Marine Le Pen “calma” no dia que pode ditar a sua “morte política”
"Não consigo imaginar tamanha perturbação da ordem democrática. Estamos a falar de uma sentença de morte, de uma guilhotina judicial.” Na véspera de conhecer o veredicto por desvio de fundos públicos, no caso dos falsos assistentes no Parlamento Europeu, Marine Le Pen mostrava-se “calma” e confiante de que os juízes não a vão proibir de concorrer a cargos públicos. Um cenário que está em cima da mesa e que a afastaria das eleições presidenciais de 2027, para as quais é a grande favorita.
Os procuradores pediram, em novembro de 2024, uma pena de cinco anos de prisão (com três de pena suspensa), 300 mil euros de multa e cinco anos de inelegibilidade contra Marine Le Pen. A antiga eurodeputada é acusada de desvio de mais de três milhões de euros e cumplicidade no caso dos falsos assistentes parlamentares que a então Frente Nacional (rebatizada Reunião Nacional) tinha no Parlamento Europeu. Na realidade, trabalhavam apenas para o partido em França. Ao todo, o processo tem 24 arguidos.
Independentemente de a sentença dos juízes poder ser alvo de recurso, uma decisão do Conselho Constitucional (a mais alta autoridade constitucional) da última sexta-feira trouxe más notícias para Le Pen. Este órgão, composto por nove membros (conhecidos como “sábios”), decidiu que políticos locais podem ser impedidos imediatamente de concorrer a cargos públicos caso sejam condenados por um crime (não sendo preciso esperar pelo recurso). É a chamada “execução provisória” da sentença.

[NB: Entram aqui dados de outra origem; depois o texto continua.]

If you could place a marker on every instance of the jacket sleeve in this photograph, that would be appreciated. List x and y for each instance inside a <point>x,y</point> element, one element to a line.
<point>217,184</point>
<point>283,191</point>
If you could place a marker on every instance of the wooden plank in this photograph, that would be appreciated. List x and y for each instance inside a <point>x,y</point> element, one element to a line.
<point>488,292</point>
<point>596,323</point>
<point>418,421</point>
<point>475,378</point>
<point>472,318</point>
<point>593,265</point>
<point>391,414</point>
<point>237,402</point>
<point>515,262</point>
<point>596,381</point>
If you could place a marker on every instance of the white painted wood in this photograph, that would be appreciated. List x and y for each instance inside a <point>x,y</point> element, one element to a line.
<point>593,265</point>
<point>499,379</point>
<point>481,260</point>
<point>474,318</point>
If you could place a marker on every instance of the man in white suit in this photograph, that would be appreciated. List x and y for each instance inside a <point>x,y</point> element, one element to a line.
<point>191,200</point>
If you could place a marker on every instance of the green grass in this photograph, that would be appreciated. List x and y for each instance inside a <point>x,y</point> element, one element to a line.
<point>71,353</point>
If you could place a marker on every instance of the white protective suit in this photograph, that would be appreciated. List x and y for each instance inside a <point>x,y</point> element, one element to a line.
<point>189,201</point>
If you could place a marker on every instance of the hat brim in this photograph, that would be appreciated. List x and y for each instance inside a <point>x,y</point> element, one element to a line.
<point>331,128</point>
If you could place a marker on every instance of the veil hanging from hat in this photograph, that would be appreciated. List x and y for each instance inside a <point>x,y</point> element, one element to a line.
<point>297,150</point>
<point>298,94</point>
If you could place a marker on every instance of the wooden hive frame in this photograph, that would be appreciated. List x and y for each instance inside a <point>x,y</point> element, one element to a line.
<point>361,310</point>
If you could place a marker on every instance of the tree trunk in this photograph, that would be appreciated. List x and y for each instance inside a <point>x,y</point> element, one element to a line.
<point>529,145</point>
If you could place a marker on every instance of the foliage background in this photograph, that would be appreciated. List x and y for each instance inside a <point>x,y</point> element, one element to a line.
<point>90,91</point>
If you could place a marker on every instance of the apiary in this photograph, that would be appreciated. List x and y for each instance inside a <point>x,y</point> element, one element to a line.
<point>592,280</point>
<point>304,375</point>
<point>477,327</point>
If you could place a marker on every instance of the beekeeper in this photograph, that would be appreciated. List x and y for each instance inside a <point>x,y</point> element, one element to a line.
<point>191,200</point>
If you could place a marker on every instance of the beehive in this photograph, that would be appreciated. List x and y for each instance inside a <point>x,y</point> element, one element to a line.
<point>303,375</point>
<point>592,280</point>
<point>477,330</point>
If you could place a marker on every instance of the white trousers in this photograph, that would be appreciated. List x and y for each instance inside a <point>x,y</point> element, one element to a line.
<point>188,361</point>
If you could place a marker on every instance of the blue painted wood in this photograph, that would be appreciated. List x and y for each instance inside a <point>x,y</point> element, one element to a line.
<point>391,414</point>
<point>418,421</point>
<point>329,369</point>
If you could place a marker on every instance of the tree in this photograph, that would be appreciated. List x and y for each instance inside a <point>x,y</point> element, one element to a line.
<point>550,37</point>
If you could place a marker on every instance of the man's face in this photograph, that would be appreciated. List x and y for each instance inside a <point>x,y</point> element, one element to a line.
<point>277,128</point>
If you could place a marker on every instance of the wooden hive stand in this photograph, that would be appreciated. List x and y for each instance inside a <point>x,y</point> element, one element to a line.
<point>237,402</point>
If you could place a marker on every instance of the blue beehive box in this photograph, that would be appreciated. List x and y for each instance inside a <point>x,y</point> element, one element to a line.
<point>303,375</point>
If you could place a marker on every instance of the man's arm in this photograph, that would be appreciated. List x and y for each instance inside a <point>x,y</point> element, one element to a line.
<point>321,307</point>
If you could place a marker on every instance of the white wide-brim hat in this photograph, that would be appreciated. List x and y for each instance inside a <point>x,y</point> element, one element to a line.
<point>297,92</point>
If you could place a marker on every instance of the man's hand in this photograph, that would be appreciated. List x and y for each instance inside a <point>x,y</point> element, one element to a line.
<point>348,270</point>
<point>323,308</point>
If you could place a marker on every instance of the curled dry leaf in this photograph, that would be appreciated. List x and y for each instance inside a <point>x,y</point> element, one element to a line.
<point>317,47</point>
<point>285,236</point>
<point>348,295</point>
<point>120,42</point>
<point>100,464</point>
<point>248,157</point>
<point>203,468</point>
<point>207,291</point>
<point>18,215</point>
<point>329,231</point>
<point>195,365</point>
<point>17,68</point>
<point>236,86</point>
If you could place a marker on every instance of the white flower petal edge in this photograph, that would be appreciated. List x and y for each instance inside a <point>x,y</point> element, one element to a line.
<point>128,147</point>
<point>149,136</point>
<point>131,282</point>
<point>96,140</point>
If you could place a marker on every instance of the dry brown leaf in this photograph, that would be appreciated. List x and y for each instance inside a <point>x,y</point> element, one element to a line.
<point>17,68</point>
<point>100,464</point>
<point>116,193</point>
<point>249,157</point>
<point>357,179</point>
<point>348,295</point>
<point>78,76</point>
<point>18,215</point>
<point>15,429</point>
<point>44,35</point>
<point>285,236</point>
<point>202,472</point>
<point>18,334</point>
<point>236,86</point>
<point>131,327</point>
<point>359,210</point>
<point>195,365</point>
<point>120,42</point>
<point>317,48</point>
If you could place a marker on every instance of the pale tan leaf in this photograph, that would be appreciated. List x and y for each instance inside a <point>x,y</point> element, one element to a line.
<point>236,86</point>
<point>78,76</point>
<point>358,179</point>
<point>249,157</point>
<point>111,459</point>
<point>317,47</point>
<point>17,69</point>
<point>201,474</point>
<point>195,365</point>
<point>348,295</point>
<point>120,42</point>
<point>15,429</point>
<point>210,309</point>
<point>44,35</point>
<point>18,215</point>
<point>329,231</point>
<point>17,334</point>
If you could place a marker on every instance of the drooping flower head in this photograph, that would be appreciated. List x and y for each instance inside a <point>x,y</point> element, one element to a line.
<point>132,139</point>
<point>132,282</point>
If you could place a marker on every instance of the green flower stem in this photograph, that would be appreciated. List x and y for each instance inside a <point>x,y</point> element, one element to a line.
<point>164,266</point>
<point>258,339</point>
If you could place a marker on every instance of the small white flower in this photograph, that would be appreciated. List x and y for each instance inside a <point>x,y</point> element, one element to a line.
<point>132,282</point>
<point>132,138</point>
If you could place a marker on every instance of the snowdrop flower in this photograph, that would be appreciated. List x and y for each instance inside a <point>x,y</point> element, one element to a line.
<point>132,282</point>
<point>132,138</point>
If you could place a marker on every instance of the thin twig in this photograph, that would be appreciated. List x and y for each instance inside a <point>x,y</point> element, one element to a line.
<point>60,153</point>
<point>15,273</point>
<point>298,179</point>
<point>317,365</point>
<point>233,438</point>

Os procuradores, quando pediram a inelegibilidade de Le Pen, pediram precisamente com “execução provisória”. Na decisão de sexta-feira, referente a um político de Mayotte, os “sábios” do Conselho Constitucional concluíram que a “execução provisória de uma sentença de inelegibilidade não infringia o direito da liberdade de expressão e por isso era legal”. Uma decisão que cria jurisprudência, tornando mais provável que Le Pen seja impedida de se candidatar às presidenciais de 2027 se for condenada.

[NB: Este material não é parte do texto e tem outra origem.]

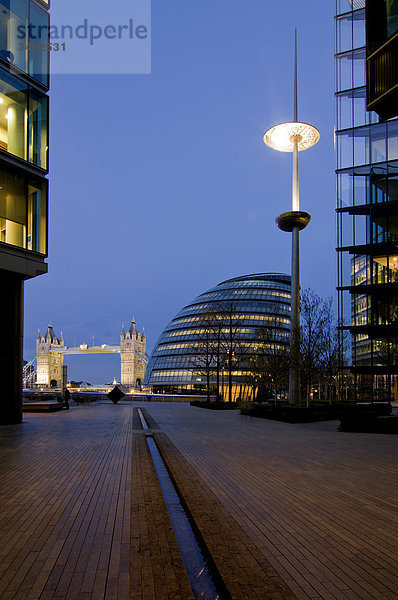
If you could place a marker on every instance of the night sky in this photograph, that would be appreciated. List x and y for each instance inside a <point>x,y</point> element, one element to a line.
<point>161,185</point>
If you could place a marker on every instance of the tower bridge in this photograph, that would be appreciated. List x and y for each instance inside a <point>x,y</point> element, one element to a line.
<point>50,352</point>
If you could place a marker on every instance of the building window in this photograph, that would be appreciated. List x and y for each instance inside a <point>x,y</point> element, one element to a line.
<point>23,211</point>
<point>14,19</point>
<point>39,35</point>
<point>24,28</point>
<point>23,121</point>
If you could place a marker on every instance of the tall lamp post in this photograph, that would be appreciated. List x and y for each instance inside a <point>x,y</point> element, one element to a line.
<point>293,137</point>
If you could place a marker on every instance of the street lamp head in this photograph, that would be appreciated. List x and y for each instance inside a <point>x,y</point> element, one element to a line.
<point>282,137</point>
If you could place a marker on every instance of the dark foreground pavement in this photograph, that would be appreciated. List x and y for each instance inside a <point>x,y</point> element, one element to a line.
<point>82,516</point>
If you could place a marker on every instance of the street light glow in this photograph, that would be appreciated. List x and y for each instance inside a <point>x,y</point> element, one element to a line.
<point>282,137</point>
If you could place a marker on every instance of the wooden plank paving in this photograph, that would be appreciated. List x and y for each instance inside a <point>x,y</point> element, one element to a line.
<point>157,569</point>
<point>320,506</point>
<point>245,573</point>
<point>65,502</point>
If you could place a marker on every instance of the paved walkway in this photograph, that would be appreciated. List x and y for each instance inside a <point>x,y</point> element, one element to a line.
<point>65,505</point>
<point>321,506</point>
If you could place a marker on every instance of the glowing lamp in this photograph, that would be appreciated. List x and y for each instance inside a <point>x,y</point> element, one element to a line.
<point>283,137</point>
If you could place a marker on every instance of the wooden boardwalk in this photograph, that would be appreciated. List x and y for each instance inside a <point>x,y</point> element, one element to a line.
<point>320,505</point>
<point>65,505</point>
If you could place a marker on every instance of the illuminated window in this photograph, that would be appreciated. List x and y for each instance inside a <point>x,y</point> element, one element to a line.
<point>23,211</point>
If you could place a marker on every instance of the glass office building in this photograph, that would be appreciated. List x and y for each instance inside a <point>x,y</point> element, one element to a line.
<point>251,302</point>
<point>24,83</point>
<point>367,212</point>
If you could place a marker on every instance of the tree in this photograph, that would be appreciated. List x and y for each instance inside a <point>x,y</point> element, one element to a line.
<point>273,359</point>
<point>332,348</point>
<point>204,360</point>
<point>315,316</point>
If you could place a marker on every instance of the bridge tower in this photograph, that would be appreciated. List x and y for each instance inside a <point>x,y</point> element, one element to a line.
<point>49,358</point>
<point>132,366</point>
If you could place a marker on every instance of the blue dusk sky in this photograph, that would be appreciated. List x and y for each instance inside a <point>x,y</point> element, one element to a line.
<point>160,184</point>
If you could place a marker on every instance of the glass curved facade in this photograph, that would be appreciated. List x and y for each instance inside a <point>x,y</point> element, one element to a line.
<point>233,310</point>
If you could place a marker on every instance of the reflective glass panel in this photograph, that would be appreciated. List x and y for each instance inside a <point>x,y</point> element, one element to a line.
<point>359,32</point>
<point>344,72</point>
<point>378,143</point>
<point>359,64</point>
<point>38,129</point>
<point>13,110</point>
<point>361,145</point>
<point>13,27</point>
<point>392,17</point>
<point>38,42</point>
<point>344,110</point>
<point>344,33</point>
<point>392,140</point>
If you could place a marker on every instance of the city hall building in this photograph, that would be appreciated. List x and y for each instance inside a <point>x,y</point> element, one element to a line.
<point>251,302</point>
<point>24,83</point>
<point>367,191</point>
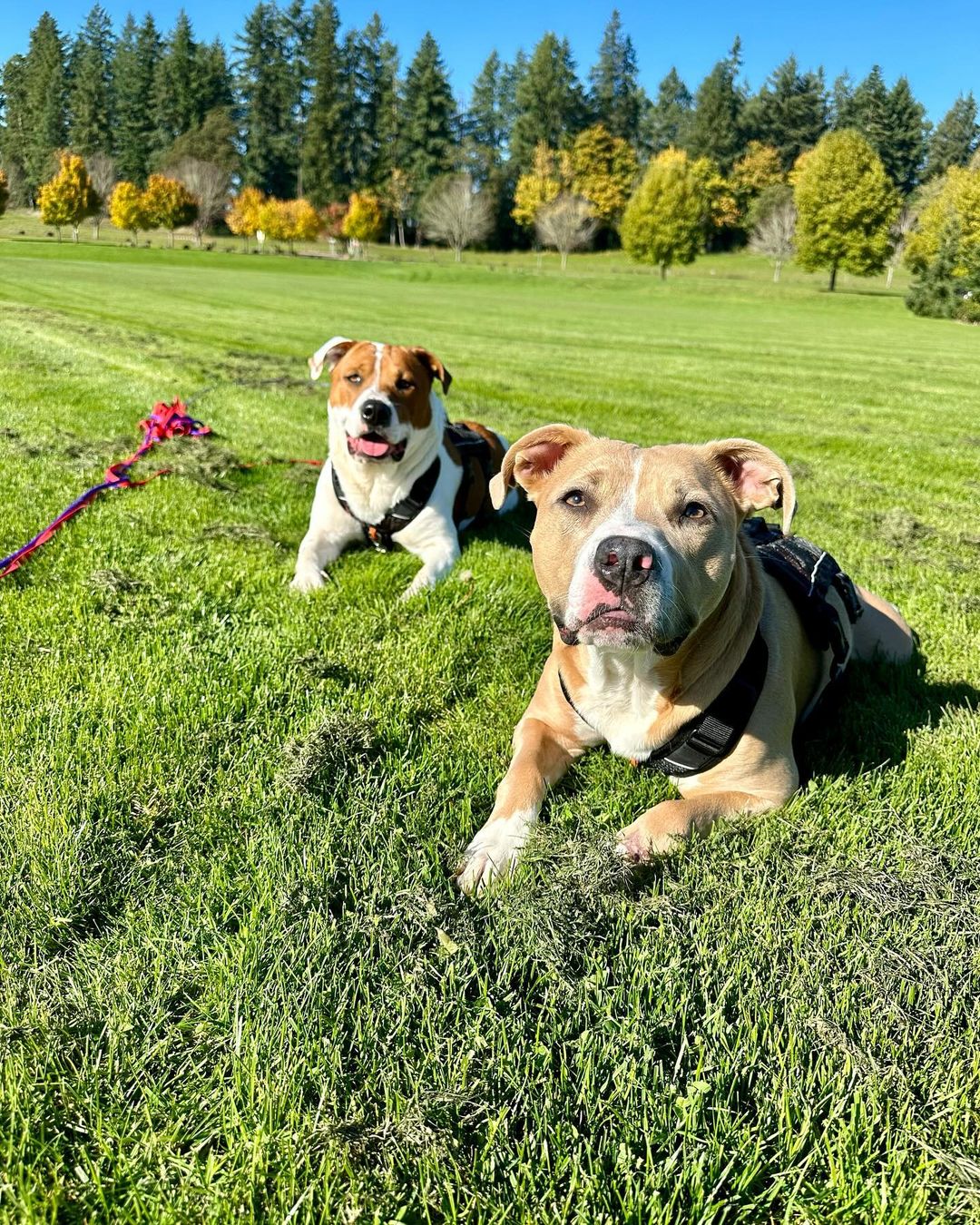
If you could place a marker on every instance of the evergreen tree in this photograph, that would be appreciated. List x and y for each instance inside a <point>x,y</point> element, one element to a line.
<point>265,90</point>
<point>15,132</point>
<point>485,133</point>
<point>429,113</point>
<point>322,136</point>
<point>378,105</point>
<point>213,76</point>
<point>716,125</point>
<point>870,112</point>
<point>45,100</point>
<point>893,122</point>
<point>90,94</point>
<point>296,24</point>
<point>133,73</point>
<point>550,102</point>
<point>955,137</point>
<point>789,112</point>
<point>175,109</point>
<point>842,103</point>
<point>906,147</point>
<point>616,98</point>
<point>665,122</point>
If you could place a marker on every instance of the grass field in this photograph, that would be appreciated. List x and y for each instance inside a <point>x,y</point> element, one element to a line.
<point>235,980</point>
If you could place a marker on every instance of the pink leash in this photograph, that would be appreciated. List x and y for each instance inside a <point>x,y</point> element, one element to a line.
<point>165,422</point>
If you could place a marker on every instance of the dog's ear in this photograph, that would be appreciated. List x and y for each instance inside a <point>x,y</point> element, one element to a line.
<point>329,354</point>
<point>533,457</point>
<point>435,368</point>
<point>756,475</point>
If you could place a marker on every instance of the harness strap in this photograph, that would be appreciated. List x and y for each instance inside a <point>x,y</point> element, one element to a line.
<point>399,516</point>
<point>708,738</point>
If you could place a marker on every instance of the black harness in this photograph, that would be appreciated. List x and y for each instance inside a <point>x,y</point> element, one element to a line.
<point>399,516</point>
<point>808,574</point>
<point>471,445</point>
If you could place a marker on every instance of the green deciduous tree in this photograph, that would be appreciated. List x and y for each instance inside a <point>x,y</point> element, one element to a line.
<point>550,102</point>
<point>615,94</point>
<point>667,122</point>
<point>90,93</point>
<point>663,223</point>
<point>955,137</point>
<point>846,206</point>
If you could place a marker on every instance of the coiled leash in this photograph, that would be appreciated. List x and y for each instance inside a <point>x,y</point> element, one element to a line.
<point>165,422</point>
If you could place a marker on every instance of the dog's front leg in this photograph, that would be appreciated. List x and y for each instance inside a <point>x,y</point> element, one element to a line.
<point>664,827</point>
<point>538,762</point>
<point>436,542</point>
<point>331,531</point>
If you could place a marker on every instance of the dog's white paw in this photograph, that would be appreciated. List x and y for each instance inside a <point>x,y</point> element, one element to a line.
<point>494,853</point>
<point>308,578</point>
<point>639,844</point>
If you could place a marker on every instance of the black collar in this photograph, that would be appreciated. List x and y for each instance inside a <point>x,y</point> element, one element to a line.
<point>708,738</point>
<point>399,516</point>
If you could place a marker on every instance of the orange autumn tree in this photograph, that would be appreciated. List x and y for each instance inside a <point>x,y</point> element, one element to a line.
<point>242,217</point>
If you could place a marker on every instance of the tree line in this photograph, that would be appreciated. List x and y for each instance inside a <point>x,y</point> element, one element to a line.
<point>303,108</point>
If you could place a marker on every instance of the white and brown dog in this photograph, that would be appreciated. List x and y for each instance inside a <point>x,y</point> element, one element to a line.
<point>679,642</point>
<point>398,473</point>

“Li aqui e ali que estaríamos nervosos. Pessoalmente, não estou, mas compreendo que poderia estar: com a execução provisória, os juízes têm poder de vida ou de morte sobre o nosso movimento”, comentou Le Pen no semanário La Tribune Dimanche. “Não creio que cheguem tão longe”, acrescentou, numa rara declaração pública sobre o assunto. Também falou à TF1, dizendo compreender que haja pessoas que não estão calmas. “Mas eu estou. Estou sempre calma em relação a coisas sobre as quais não tenho controlo”, afirmou.
A antiga líder do partido, que foi eurodeputada entre 2009 e 2017, negou sempre qualquer crime, acusando os procuradores de quererem a sua “morte política”. A líder do grupo parlamentar do Reunião Nacional no parlamento francês (a inelegibilidade não implicará o seu papel atual de deputada) lidera as sondagens para as presidenciais. Se estas se realizassem hoje, ganharia a primeira volta, com 34 a 37% das intenções de voto (depende dos adversários), segundo um inquérito Ifop conhecido ontem.
Se for ilibada, isso poderá ainda reforçar o seu estatuto de favorita. Estas podem ser as quartas eleições presidenciais em que participa. Depois de ter sido terceira em 2012, Le Pen passou à segunda volta em 2017 e em 2022, perdendo em ambas as ocasiões para Emmanuel Macron. O Reunião Nacional é atualmente o maior partido na Assembleia Nacional.
O partido de extrema-direita fundado pelo pai de Marine Le Pen - Jean-Marie Le Pen (falecido já este ano) -, passou por uma mudança profunda quando ela esteve na liderança. Não foi só o nome (mudou em 2018), foi um novo discurso para tentar deixar de lado o passado antissemita (o pai considerava que as câmaras de gás nos campos de concentração nazis eram só um pormenor na história da II Guerra Mundial) ou racista. Uma mudança para tornar o partido mais “aceitável” para um novo conjunto de eleitores, na esperança de quebrar o “teto de vidro” que afasta o Reunião Nacional do poder.
Marine Le Pen pode ter deixado a liderança do partido em 2022, ao final de mais de 11 anos no cargo, mas continua a ser a figura central. Caso não possa ser candidata, não existe na prática uma alternativa. O seu sucessor, Jordan Bardella, de 29 anos, é muitas vezes apontado como possível primeiro-ministro, caso ela seja eleita presidente. Mas não tem o carisma de Le Pen para assumir automaticamente uma candidatura ao Eliseu.